Hindistan'ın piyasa değerine göre en büyük şirketi olan Reliance Industries Ltd'nin, son derece indirimli Rus petrolü satın alarak yoluna devam ettiği herkesin bildiği bir SIR'dı. Jamnagar'da kapasite olarak dünyanın en büyük rafinerisine sahip olan Reliance, RUS petrolüne ev sahipliği yapıyordu. İşin garip yanı, Reliance'ın Başkanı Mukesh Ambani, BM 2030 Yeşil Gündemi için ham petrol ve gazın sona erdirilmesinin önemli bir destekçisi olan Davos Dünya Ekonomik Forumu'nun Yönetim Kurulu'nda yer alıyordu...
Para sihirbazı olarak bilinen Soros, MÜNİH GÜVENLİK KONFERANSI'nda konuşuyor ve "Modi hesap verecek Hindistan'a demokrasi gelecek" diyordu. Soros yüklendikçe MODİ'nin etrafındaki tüm siyasiler ve güç odakları SOROS'u lanetliyordu. Ülkelerine kast eden bir düşman olarak görüyorlardı. Herkesin bildiği adımlar tekrar güncelleniyordu. Ve SOROS orada da yeniliyordu...

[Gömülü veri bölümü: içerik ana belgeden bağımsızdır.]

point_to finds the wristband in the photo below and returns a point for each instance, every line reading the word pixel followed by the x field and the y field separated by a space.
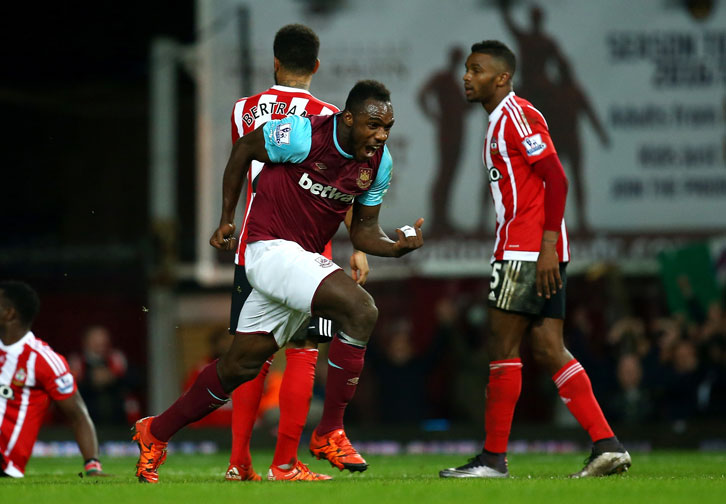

Putin'in ELİTLER diye geçiştirdiği, PARANIN SAHİPLERİ Rusya'dan sonra Türkiye'de olduğu gibi Hindistan'da da yenilecek gibiydi... Soros'un birlikte hareket ettiği EKOL buralarda zafere gidemiyordu. Ulaşamıyordu. Bu nedenle ENGEL olan isimler, anında DEMOKRASİ KARŞITI OLUVERİYORDU.
"BEŞLİ ÇETE, OFFSHORE hesapları, borsada operasyon, küçük yatırımcıyı koruyacağı" gibi çıkışlar güncelliğini sürdürürken Erdoğan'ı tasfiye etmek için kurulan 6'lı Masa üzerinden garip bir şekilde Hindistan'a kadar uzanan benzerlik göze çarpıyordu. Soros da bunun altını çiziyordu! Trump döneminde başlayan HİNDİSTAN'ın öne çıkması UKRAYNA savaşı ile hız kazanıyor, ucuz Rus enerjisiyle ÇİN'e alternatif oluşturuluyordu.

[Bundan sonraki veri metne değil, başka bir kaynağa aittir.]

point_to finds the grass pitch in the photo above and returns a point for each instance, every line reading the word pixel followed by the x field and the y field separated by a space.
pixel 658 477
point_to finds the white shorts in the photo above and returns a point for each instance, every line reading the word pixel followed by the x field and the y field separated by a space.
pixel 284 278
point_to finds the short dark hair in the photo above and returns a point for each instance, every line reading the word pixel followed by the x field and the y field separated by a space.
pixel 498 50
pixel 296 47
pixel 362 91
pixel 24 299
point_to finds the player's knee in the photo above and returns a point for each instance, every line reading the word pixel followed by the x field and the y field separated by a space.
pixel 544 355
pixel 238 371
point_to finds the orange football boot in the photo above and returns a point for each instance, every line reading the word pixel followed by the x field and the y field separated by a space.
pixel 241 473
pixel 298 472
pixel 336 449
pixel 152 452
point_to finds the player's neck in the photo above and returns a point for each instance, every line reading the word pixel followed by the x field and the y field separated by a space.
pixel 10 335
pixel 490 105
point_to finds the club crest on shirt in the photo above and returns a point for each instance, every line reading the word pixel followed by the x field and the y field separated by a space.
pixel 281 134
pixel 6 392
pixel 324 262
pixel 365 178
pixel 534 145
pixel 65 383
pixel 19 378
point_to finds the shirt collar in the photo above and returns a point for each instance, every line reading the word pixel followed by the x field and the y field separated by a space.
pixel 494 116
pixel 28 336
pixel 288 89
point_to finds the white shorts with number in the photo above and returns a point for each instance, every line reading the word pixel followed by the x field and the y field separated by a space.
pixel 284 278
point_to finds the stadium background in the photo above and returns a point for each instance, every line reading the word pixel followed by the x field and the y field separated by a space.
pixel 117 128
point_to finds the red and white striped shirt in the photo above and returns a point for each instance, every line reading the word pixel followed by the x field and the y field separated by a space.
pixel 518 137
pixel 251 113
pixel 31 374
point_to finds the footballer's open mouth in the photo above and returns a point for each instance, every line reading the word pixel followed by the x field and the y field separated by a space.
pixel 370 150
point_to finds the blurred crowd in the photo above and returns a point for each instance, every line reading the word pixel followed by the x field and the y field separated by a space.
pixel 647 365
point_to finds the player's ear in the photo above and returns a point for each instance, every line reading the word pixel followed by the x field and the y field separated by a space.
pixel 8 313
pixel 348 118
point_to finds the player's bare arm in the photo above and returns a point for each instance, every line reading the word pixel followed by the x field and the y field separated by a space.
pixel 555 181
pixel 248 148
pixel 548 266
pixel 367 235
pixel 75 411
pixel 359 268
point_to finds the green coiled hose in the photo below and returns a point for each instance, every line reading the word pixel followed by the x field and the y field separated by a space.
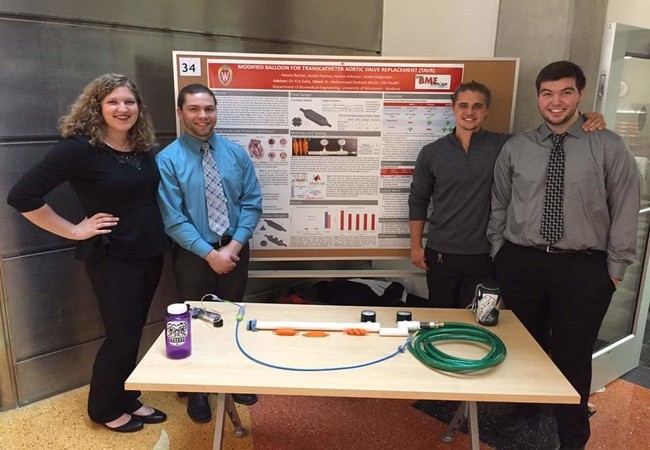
pixel 422 347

Operasyon yine AVRUPA'ya yönelikti... ABD, Ukrayna'dan İKİNCİ BİR İSRAİL de meydana getirince son adım da atılmış olacaktı... Bu şartlarda 6'lı Masa nasıl kazanacaktı... KÜRESEL EKOL'ün PARA ile oynama sanatı artık karşı tarafın da en büyük kozuydu. Bu nedenle zorlanıyorlardı... Olacaklara buradan bakmakta fayda var.
Tabii bence...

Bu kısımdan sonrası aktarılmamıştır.